The reason why sick people should not see themselves in a mirror, and why the mirror in a sick-room is therefore covered up, is also plain; in time of sickness, when the soul might take flight so easily, it is particularly dangerous to project it out of the body by means of the reflection in a mirror. The rule is therefore precisely parallel to the rule observed by some peoples of not allowing sick people to sleep; for in sleep the soul is projected out of the body, and there is always a risk that it may not return.”

James George Frazer, The Golden Bough: A Study in Magic and Religion, 1922, The Soul as a Shadow and Reflection, np.

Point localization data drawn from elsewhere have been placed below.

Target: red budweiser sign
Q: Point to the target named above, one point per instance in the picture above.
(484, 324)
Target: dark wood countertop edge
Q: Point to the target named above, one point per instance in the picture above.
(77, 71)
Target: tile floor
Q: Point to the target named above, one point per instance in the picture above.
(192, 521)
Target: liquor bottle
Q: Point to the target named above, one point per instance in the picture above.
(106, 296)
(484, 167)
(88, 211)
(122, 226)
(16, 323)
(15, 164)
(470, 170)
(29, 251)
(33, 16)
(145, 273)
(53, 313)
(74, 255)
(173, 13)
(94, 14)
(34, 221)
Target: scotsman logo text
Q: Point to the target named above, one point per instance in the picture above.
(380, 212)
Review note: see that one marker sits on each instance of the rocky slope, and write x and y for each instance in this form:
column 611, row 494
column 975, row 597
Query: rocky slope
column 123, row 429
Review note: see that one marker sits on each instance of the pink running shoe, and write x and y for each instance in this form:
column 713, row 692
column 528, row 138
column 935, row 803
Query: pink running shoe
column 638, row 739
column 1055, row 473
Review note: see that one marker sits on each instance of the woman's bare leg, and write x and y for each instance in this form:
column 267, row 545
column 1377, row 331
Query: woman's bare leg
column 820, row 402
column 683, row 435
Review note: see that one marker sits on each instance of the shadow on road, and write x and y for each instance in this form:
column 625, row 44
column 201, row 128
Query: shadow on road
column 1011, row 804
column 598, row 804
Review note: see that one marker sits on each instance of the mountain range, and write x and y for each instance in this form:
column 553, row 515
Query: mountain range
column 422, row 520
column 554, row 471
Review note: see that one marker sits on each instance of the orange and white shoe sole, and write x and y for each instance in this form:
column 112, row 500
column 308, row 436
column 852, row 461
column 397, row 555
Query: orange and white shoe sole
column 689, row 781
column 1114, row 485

The Ka, the Ghost of the Egyptians

The peculiar ideas which the Egyptians held about the composition of man greatly favoured the belief in apparitions and ghosts. According to them a man consisted of a physical body, a shadow, a double, a soul, a heart, a spirit called the khu, a power, a name, and a spiritual body.

When the body died the shadow departed from it, and could only be brought back to it by the performance of a mystical ceremony; the double lived in the tomb with the body, and was there visited by the soul whose habitation was in heaven.

The soul was, from one aspect, a material thing, and like the ka, or double, was believed to partake of the funeral offerings which were brought to the tomb; one of the chief objects of sepulchral offerings of meat and drink was to keep the double in the tomb and to do away with the necessity of its wandering about outside the tomb in search of food.

It is clear from many texts that, unless the double was supplied with sufficient food, it would wander forth from the tomb and eat any kind of offal and drink any kind of dirty water which it might find in its path.

But besides the shadow, and the double, and the soul, the spirit of the deceased, which usually had its abode in heaven, was sometimes to be found in the tomb.

There is, however, good reason for stating that the immortal part of man which lived in the tomb and had its special abode in the statue of the deceased was the “double.”

This is proved by the fact that a special part of the tomb was reserved for the ka, or double, which was called the “house of the ka,” and that a priest, called the “priest of the ka,” was specially appointed to minister therein.

The double enjoyed the smell of the incense which was offered at certain times each year in the tomb, as well as the flowers, and herbs, and meat, and drink; and the statue of the deceased in which the double dwelt took pleasure in all the various scenes which were painted or sculptured on the walls of the various chambers of the tomb, and enjoyed again all the delights which his body had enjoyed upon earth.

The ka, or double, then, in very early times was, to all intents and purposes, the ghost of the Egyptians.

In later times the khu, or “spirit,” seems to have been identified with it, and there are frequent allusions in the texts to the sanctity of the offerings made to the khu, and to their territories, i.e., the districts in which their mummified bodies lie.

E.A. Wallis Budge, Egyptian Magic, London, 1901. Pp. 217-8.